Kazakhstan and Uzbekistan agreed to establish a joint commission for managing transboundary water resources, Qazinform reported on 17 June. The body is intended to coordinate use of the rivers the two countries share, above all the Syr Darya, and to give a standing institutional channel to disputes that until now have been handled meeting by meeting. The announcement came during the same week the region's headlines belonged to investment forums and football.
Water is the resource in Central Asia that no roadshow can attract. The two great rivers, the Syr Darya and the Amu Darya, rise in the mountains of Kyrgyzstan and Tajikistan and feed the farmland of Uzbekistan and Kazakhstan downstream. Upstream countries want to dam them for power; downstream countries need the flow for cotton and wheat. The arithmetic has produced friction for thirty years, sharpened by a shrinking Aral Sea and a warming climate that is melting the glaciers the whole system depends on.
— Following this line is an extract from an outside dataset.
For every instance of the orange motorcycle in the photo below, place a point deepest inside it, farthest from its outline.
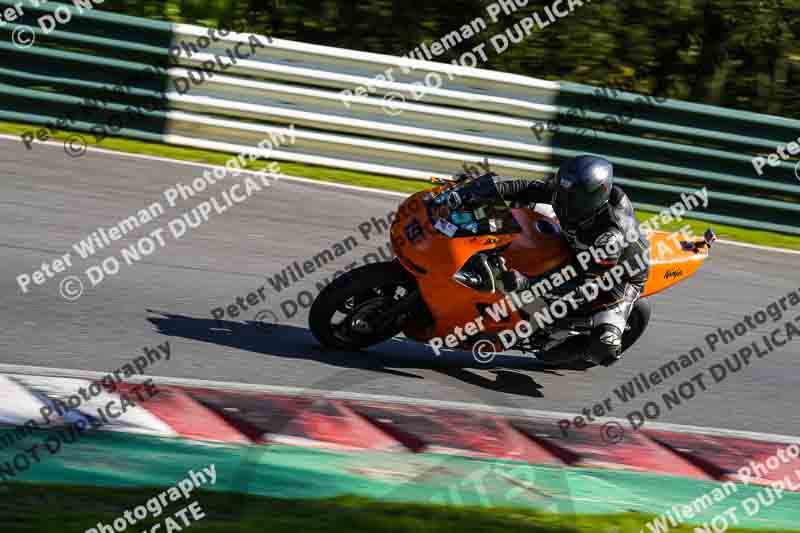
(445, 278)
Capital can be courted at a forum. River flow has to be negotiated, season after season, with the neighbours.
A bilateral commission between the two downstream heavyweights is a modest step, and it does not include the upstream states whose dams set the terms. But standing institutions are how water disputes get managed rather than merely survived, and the move fits a wider pattern of Kazakh-Uzbek convergence: the two are increasingly acting as the region's mid-sized powers, building the machinery of cooperation while the smaller economies watch their room to manoeuvre narrow. The commission will be judged on whether it still functions in a dry year, when the incentives to defect are highest.